J'ai découvert il y a seulement quelques semaines ce film bouleversant, programmé sur une des chaînes télé du réseau câblé. Sorti sur les écrans en 2004, "La Fiancée syrienne" est un film israélien par sa direction, israélo-arabe par sa thématique, et franco-germano-israélien au niveau de sa production. En plus - et c'est un exemple trop rare pour ne pas être salué - c'est aussi le fruit d'une coopération interconfessionnelle, car il a été écrit à quatre mains par Eran Riklis (né en 1954), et Suha Arraf, sa jeune compatriote arabe (née en 1969).


Mais laissons parler Eran Riklis qui présente son œuvre, couronnée dans de nombreux festivals en France, en Belgique, en Suisse et au Canada ...


"La fiancée syrienne est une tentative de construire, modestement, un film sur l'amour. L'amour de la liberté, l'amour de l'esprit de la liberté, l'amour pour les paysages qui nous entourent tous, qui que nous soyons. Un amour pour les femmes qui combattent pour leur place dans le monde, un amour pour les peuples qui rêvent et espèrent, ici, à travers les frontières, partout (...). C'est un film à la fois optimiste et pessimiste".


Tourné sur le plateau du Golan occupé par Israël depuis la Guerre des Six Jours, le film raconte ce qui aurait du être le plus beau jour de Mona, la "fiancée syrienne", une jeune fille druze habitant le village de Madjel Shams et que ses parents ont mariée à un artiste de variétés, vedette de la télévision de Damas et qu'elle n'avait jamais rencontré avant ... Ce sera en fait le pire jour de sa vie, car elle sait qu'une fois la frontière franchie, elle ne pourra plus jamais revenir ! Nous découvrons alors, au travers de son histoire, le poids des traditions (le fils renié car il a épousé une femme chrétienne), celui de la politique (le père de famille farouchement attaché à sa patrie d'origine), les dédales kafkaïens du passage d'une frontière entre deux pays en état de guerre (la gentille déléguée du C.I.C.R qui va et revient au travers de la zone gardée par les casques bleus, pour des malheureux tampons qui font problème) ; sans compter des personnages étrangers à ce lourd contexte politique et qui ont chacune ou chacun son agenda propre (l'autre fils, à la fois séducteur et magouilleur ; la sœur, malheureuse dans son couple, et qui ne rêve que d'aller étudier à Haïfa, chez "l'ennemi") ...

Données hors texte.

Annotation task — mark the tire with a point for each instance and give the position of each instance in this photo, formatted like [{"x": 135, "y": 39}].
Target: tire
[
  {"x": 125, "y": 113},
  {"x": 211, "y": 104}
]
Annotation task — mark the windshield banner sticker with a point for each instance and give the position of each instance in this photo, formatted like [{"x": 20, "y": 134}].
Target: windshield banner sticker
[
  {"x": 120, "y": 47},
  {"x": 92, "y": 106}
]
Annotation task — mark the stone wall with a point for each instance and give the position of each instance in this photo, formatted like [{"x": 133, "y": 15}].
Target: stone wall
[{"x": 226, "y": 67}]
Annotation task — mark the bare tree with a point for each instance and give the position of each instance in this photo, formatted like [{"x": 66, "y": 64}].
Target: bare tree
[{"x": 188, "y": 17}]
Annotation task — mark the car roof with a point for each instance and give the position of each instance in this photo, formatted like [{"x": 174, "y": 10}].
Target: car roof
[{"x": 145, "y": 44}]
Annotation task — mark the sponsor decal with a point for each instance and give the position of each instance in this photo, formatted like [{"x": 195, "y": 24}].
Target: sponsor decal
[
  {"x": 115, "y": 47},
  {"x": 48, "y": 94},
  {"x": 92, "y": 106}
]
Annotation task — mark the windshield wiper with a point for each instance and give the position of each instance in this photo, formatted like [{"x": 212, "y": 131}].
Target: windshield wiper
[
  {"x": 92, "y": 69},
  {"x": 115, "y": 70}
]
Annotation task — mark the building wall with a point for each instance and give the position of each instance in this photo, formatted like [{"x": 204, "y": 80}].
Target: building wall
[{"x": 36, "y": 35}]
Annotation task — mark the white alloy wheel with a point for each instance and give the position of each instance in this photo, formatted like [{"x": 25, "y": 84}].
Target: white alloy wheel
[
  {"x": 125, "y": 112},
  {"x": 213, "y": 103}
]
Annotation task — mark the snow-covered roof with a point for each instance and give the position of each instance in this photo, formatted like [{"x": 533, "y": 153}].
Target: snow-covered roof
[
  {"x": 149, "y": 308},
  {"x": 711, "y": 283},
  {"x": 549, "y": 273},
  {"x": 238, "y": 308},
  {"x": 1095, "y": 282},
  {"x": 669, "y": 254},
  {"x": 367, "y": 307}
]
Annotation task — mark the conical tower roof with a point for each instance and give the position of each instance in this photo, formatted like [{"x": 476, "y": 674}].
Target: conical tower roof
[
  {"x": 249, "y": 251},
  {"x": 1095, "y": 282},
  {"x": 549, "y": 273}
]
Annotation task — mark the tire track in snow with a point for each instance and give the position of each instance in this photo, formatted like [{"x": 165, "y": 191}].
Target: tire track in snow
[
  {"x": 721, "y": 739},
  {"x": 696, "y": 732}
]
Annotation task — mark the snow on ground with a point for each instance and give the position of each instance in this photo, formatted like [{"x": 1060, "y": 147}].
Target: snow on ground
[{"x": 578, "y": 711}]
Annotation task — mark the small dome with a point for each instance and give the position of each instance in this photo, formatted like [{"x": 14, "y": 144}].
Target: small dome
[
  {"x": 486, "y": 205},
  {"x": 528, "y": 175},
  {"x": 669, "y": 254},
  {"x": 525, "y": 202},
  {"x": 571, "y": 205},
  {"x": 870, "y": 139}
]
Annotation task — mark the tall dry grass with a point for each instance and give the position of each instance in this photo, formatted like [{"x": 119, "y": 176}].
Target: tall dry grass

Bref, personne n'est tout blanc ou tout noir, et les personnages - joués avec une sincérité criante par des acteurs juifs et arabes - ne sont pas les figures d'un guignol imposé, comme celui que nous servent, hélas et trop souvent, les journaux télévisés, ou comme dans le cinéma dégoulinant de manichéisme à la Yves Boisset ...


Depuis quelques années, des films comme "Avanim" (les pierres), "Va, vis et deviens" ou "Et tu marcheras sur l'eau" sont venus imposer un cinéma israélien de qualité, surgissant miraculeusement après les dures années de l'Intifada. "La fiancée syrienne" lui apporte encore un supplément d'âme en choisissant - sans haine ni complaisance - "l'ennemi" comme héros d'une fiction.

J.C

Nota de Jean Corcos :
J'avais publié initialement cet article le 2 juillet 2007, mais j'ai jugé bien sûr qu'il était vraiment bienvenu pour ce "voyage imaginaire" en Syrie, même si le Golan est un territoire contesté avec Israël. 
A l'époque de la sortie du film (2004), la guerre civile n'avait pas commencé dans le pays, et donc le contexte politique a bien changé.
Le site du film, que j'avais mis en lien lors de l'édition de cet article a disparu. J'ai trouvé pour ce "Mois de la Syrie" la version intégrale du film, en français ... hélas, cette vidéo n'est plus accessible maintenant (8 avril 2015).
Je publie donc à la place l'air du film, qui est tout à fait envoûtant ...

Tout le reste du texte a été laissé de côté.